An alternative explanation can be offered for the association reported here of CMV IgG concentration with frailty and mortality. A higher frequency of CMV reactivation could be a bystander, rather than an initiator, of pathologic changes in human hosts. For example, production of tumor necrosis factor-α, as during the course of natural, non-CMV-related infections or inflammatory responses, could induce CMV reactivation (36
). Therefore, the data presented in this paper are also consistent with the alternative hypothesis that CMV reactivation, reflected in the higher antibody concentrations, is a by-product of non-CMV-related pathophysiologic changes in frail older women or those experiencing accelerated death.
This study has several strengths. It utilized a prospective, well-characterized cohort of community-dwelling older women (19, 20). The definition of frailty utilized in this study is a well-validated measure, collected by using objective and standardized tests (14
). In addition, multiple statistical models utilized in the longitudinal analysis ensured robustness of our results. Rigorous adjustment for socioeconomic factors minimized their potential confounding effects on the relation between CMV and the assessed outcomes. Finally, use of study-specific probability weights enables extrapolation of the results to a larger population (24
There are potential limitations to this study. The exact duration of persistent CMV infection could not be determined by measuring CMV antibody concentration. Serologic diagnosis of primary infection was not possible because of limited serum availability. CMV reactivation, optimally measured in immunocompetent humans by detecting CMV DNA in urine (29
), could not be determined because urine samples were not stored. Since a cellular response to CMV has been reported to be detected in seronegative individuals (37
), underdiagnosis of CMV infection was possible but should not have affected the internal validity of these findings. It is unclear whether long-term cryopreservation might affect the stability of serum CMV IgG antibody, but no loss of titer was observed for serum antibodies cryopreserved for 5 years and measured by immunoassay (38
). There might be differences between men and women in their immune response to CMV (39
); the investigation should be repeated with men. Finally, the follow-up duration of 3 years and 5 years might not adequately capture the long-term effect of CMV infection on the development of incident frailty or mortality, respectively, in older women. Nevertheless, the results of the present study offer the first known generalizable longitudinal data on the effect of CMV infection on mortality and frailty development in immunocompetent older women.

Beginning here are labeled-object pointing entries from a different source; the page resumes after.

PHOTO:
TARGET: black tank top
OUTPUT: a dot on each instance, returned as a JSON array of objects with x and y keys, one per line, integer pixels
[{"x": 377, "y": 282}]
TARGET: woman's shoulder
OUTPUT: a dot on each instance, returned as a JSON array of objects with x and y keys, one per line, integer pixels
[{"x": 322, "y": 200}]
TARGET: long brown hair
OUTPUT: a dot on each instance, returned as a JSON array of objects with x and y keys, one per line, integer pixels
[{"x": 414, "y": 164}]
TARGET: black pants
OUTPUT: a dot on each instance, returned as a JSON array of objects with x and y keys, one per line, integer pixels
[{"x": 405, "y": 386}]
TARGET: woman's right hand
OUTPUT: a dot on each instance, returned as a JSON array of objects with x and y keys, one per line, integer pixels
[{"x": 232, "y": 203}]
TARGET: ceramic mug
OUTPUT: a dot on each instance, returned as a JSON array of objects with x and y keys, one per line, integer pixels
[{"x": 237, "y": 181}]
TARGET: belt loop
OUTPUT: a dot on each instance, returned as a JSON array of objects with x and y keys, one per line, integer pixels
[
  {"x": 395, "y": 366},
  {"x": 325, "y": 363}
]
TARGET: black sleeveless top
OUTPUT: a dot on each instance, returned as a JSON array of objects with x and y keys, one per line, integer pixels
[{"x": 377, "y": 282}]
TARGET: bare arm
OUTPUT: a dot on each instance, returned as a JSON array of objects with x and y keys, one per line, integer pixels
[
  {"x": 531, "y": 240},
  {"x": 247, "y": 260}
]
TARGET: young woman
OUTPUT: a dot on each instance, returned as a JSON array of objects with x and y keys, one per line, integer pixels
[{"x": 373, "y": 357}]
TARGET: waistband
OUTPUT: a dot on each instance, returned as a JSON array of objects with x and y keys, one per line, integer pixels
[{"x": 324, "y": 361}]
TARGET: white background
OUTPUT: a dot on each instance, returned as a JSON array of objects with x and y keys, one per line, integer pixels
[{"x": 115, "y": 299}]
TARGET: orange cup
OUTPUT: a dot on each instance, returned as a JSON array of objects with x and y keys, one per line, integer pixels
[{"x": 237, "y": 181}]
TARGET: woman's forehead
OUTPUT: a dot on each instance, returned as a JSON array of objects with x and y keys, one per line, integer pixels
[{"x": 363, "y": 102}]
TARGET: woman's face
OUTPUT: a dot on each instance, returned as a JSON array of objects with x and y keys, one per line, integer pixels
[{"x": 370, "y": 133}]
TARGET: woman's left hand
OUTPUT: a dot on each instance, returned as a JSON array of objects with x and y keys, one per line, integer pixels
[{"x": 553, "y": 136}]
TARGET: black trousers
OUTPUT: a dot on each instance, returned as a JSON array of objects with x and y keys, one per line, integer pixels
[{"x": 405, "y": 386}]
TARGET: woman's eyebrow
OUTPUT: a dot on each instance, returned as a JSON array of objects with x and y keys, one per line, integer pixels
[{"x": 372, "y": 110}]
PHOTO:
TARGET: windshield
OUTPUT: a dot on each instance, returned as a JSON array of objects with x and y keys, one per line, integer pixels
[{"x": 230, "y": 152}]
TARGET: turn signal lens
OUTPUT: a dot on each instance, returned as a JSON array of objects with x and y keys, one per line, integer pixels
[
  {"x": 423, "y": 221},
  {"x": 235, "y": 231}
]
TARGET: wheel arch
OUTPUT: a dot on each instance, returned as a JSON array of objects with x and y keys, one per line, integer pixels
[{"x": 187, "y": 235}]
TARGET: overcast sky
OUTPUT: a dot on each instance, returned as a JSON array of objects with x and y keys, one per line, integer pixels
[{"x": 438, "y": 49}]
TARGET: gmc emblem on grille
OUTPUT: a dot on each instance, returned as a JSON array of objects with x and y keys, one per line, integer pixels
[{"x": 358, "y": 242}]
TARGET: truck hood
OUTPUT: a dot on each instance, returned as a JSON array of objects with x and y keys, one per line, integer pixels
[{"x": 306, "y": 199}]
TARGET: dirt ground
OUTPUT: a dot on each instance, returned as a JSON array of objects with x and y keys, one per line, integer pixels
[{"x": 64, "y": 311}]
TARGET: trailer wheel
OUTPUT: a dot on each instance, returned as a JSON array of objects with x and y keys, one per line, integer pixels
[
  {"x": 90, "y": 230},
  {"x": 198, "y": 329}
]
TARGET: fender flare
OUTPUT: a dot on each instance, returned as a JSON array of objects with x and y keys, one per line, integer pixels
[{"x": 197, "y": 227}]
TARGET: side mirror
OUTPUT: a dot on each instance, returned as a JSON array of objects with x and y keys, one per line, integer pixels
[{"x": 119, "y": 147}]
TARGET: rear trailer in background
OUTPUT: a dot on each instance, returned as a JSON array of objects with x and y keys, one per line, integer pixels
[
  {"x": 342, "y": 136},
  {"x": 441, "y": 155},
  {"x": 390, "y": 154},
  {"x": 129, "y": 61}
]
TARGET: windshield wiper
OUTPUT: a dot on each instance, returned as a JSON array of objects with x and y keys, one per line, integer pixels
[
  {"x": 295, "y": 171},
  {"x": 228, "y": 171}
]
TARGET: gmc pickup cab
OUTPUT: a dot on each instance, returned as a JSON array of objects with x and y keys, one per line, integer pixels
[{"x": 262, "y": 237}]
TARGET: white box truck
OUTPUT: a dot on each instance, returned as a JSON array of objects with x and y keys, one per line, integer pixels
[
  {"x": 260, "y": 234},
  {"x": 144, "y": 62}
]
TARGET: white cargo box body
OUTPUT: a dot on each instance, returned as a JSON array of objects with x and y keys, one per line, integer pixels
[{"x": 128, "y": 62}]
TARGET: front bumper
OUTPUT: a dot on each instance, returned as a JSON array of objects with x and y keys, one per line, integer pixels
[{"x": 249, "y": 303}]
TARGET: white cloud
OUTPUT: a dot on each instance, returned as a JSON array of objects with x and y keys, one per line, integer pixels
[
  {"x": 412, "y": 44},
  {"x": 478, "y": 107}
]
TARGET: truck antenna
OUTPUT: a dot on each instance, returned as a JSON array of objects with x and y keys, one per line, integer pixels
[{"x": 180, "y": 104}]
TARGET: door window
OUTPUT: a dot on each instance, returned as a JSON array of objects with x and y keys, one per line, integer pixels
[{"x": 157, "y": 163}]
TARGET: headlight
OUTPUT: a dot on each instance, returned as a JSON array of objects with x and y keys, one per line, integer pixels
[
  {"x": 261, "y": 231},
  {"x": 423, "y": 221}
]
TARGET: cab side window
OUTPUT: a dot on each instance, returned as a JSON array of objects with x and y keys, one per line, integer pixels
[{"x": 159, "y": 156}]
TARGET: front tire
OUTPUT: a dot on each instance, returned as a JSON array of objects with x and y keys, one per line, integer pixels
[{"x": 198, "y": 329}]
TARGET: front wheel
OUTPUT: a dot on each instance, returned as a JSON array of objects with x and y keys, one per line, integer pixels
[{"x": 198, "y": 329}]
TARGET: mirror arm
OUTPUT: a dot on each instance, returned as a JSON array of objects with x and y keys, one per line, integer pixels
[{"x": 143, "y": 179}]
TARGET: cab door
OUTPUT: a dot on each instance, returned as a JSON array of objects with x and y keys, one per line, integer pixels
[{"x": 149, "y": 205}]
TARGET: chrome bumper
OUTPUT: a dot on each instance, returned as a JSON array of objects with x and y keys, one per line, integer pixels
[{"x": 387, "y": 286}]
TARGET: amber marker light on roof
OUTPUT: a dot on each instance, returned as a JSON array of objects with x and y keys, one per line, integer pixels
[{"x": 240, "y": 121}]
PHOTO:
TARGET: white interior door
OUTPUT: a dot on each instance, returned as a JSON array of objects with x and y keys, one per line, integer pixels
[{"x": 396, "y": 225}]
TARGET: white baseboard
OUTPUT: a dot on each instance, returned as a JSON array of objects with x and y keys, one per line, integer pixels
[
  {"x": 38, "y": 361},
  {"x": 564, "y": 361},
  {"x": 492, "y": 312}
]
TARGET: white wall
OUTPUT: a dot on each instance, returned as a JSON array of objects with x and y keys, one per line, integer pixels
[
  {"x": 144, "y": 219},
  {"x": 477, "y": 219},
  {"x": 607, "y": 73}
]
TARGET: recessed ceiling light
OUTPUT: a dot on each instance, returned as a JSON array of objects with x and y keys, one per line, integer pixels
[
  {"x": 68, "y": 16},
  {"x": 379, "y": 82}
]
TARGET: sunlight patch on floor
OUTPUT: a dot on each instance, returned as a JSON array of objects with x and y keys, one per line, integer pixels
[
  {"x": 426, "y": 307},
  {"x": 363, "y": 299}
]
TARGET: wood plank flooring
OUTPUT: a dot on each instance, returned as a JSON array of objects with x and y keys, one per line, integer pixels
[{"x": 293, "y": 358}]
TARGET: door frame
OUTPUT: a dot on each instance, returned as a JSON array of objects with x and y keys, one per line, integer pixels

In summary, we demonstrated an association between high CMV IgG antibody concentration and prevalent frailty among women with a high plasma IL-6 concentration, and between high CMV IgG antibody concentration and 5-year mortality risk, independent of potential confounders. The mechanisms underlying these associations remain to be elucidated. These findings provide a strong rationale for well-designed longitudinal population studies investigating the long-term clinical effects and pathogenic mechanisms of persistent CMV infection, the collective results of which can guide public health efforts on potential preventive and therapeutic strategies for this widely prevalent infection.